You care about avoiding that 3-seed that plays like a 1; that 5-seed that plays like a 2; that 11-seed that plays like a 5.
Those are the teams that are most intriguing, which is why we’ve put together a list of them. Seven have been split into three categories, because there are three different types of threats: the underseeded contender, the high-upside unknown, and the bubble team that first has to make the tournament before its threat can be confirmed. Without further ado …
7 March Madness opponents your team will want to avoid
7 March Madness opponents your team will want to avoid
Just about every objective metric or subjective test would have you believe that the Spartans are a top-six or -eight team in the country. Led by four fantastic sophomores, they rattled off 12 consecutive wins to close the regular season. They’re talented and balanced – top 25 nationally in 2-point and 3-point field goal percentage, top 10 in adjusted efficiency at both ends. They share the ball better than anybody else.
But the few metrics the selection committee will use are the ones that downplay Sparty’s accomplishments. Its 29-4 record will be weighed down by a weak, four-bid Big Ten and a 2-4 mark against NCAA tournament teams. Those résumé holes will likely bump Michigan State down to a 3-seed. But don’t let them fool you. This is a bona fide national title contender. Twelve or 13 days of rest before its tourney opener will prove beneficial. And a couple of fellow contenders will be cursing under their breath on Sunday when they see the Spartans in their region.
You know that team you bookmark weeks before Selection Sunday as a dark horse? And then you spend those weeks desperately hoping the team doesn’t go mainstream, so they can be your bold Final Four pick come mid-March?
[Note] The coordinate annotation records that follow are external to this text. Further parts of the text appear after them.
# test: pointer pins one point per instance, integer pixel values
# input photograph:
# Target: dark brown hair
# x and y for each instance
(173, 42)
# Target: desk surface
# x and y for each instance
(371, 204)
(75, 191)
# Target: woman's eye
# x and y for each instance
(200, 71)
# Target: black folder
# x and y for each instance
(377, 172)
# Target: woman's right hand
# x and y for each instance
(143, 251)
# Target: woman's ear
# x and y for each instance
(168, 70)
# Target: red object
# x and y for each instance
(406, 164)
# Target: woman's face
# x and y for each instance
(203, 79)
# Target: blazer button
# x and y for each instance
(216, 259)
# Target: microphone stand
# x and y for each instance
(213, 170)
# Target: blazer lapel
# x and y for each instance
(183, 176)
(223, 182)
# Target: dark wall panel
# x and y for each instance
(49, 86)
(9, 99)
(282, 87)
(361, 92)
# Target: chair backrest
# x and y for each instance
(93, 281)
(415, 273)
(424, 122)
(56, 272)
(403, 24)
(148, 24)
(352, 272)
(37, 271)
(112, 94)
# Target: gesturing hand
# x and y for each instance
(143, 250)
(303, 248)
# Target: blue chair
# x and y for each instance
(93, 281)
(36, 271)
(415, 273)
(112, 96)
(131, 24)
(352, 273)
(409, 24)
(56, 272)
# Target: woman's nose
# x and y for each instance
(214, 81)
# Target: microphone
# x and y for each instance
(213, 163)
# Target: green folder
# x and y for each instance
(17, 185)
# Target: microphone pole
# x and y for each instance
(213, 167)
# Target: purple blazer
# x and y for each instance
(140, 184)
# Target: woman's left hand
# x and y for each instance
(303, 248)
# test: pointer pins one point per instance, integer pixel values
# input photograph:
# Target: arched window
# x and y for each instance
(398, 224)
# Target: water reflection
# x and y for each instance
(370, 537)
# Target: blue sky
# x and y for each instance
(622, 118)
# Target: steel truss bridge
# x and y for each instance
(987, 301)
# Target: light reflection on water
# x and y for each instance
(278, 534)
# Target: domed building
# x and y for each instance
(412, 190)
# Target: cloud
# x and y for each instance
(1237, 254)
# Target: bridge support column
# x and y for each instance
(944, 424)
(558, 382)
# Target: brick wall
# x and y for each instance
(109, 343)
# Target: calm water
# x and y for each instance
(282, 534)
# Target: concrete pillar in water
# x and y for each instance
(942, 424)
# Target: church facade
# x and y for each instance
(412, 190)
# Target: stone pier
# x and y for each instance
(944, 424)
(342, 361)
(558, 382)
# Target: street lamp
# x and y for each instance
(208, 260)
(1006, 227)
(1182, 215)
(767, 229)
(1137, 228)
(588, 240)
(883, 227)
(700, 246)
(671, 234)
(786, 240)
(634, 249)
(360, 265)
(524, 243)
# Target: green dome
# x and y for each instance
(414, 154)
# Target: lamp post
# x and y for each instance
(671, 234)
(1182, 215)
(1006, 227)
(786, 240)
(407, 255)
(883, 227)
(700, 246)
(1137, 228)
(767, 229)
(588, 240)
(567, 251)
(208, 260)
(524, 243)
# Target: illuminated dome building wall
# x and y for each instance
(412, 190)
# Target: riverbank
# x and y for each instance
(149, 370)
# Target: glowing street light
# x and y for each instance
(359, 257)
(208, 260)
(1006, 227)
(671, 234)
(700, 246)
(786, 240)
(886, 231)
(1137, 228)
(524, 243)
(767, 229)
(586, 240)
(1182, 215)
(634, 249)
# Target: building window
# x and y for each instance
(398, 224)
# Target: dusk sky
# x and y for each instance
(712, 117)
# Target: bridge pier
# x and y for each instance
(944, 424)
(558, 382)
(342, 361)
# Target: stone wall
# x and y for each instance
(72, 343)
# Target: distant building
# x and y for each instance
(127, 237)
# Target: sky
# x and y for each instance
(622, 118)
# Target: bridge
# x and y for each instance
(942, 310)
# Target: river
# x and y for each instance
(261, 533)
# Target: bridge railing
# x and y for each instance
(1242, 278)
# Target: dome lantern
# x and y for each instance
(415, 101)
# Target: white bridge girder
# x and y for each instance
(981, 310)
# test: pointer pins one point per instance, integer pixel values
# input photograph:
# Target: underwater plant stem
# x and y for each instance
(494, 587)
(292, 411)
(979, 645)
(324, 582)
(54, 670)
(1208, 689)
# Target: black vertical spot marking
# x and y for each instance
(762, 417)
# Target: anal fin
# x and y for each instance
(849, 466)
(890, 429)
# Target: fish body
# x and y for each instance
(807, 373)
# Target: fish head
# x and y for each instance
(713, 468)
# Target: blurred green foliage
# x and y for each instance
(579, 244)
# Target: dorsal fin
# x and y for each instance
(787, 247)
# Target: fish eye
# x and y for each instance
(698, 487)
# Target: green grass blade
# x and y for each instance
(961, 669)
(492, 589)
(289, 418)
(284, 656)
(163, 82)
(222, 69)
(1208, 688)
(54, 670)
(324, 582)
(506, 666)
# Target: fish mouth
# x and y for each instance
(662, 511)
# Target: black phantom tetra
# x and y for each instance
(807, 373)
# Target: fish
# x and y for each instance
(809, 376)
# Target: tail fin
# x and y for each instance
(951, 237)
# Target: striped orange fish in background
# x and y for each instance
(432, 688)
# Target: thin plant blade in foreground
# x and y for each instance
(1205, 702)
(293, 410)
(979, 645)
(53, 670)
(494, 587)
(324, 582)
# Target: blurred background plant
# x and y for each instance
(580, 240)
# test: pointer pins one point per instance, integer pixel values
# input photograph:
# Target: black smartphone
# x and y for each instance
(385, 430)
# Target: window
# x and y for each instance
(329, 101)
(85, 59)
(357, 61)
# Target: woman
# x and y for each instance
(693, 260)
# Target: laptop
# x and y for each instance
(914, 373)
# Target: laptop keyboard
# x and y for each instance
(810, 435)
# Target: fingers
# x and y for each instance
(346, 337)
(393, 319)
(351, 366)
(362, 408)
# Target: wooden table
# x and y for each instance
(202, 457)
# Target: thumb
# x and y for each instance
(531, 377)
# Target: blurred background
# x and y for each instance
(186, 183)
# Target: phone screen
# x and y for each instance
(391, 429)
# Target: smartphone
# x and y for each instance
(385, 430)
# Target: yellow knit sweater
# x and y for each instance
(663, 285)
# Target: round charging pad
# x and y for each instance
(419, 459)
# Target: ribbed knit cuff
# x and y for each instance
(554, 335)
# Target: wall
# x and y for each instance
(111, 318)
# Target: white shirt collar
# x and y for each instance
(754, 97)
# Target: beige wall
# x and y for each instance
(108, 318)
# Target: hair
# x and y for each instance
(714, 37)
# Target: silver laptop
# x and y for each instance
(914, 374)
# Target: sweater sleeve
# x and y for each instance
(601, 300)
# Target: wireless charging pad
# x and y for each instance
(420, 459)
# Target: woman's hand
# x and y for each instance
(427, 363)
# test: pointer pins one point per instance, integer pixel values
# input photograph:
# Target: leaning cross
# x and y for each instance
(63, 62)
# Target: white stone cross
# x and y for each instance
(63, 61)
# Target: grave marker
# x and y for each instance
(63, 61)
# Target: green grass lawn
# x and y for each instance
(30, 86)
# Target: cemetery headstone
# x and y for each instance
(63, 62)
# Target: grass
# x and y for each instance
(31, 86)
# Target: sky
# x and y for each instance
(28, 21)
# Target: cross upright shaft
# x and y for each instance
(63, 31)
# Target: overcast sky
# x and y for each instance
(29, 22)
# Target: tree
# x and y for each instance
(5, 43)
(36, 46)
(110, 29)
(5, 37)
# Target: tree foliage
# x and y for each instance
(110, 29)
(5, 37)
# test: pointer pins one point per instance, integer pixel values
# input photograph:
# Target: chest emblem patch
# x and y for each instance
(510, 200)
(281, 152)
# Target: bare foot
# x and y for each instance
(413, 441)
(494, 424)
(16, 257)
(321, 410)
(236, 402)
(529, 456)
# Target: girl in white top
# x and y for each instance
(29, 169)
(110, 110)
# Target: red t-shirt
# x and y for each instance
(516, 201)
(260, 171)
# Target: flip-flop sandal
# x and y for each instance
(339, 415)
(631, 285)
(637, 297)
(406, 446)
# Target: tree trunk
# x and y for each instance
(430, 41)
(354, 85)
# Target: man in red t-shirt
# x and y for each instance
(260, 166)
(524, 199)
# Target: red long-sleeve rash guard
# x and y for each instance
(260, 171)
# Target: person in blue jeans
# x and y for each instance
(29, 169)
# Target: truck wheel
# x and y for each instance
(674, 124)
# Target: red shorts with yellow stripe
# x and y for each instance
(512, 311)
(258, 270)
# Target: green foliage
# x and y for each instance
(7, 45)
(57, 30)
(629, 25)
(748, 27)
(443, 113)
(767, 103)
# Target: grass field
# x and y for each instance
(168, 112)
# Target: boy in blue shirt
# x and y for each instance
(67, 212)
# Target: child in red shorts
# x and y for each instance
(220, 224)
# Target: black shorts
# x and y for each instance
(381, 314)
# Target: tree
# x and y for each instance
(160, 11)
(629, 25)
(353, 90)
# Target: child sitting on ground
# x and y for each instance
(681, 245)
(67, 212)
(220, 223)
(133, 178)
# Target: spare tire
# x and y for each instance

That, for a lot of people, was Michigan this year. And unfortunately for those people, the Wolverines did go mainstream. They won the Big Ten Tournament, beating both Michigan State and Purdue along the way, and probably played their way up to a 3-seed. They’ll be a 4 at the very least.
The Maize and Blue, however, still belong on this list. That’s how good they are. That’s how good they’ve been over the past month. They’ve won nine in a row. After riding a top-five offense to the Sweet 16 a year ago, they’ve become an elite defensive team with a legitimate eight-man rotation, experience, and a nightmarish stretch-five matchup in Moritz Wagner.
It’s amazing what one year – and really what just a few games – can do for a program’s March reputation. For over a decade, a four-loss Gonzaga team headed for a top-four seed would have been viewed with skepticism. It would have been seen as unproven, probably overrated, and perhaps even fraudulent.
In 2018, though, 12 months after Mark Few’s squad reached their first Final Four, four-loss Gonzaga is a consensus top-10 team that won’t be seeded as such.
Its schedule was still light by major-conference standards, and it lost to the one national title-contender it met during the regular season, but the credentials earned last March haven’t expired. Half of the 2016-17 rotation is back. Sophomore Killian Tillie and redshirt freshman Zach Norvell have excelled in prominent roles. Few doesn’t quite have the top-end talent – nor the two 7-footers – that he rode to the title game last year, but he absolutely has a Final Four contender that can hang with any of its power-conference peers.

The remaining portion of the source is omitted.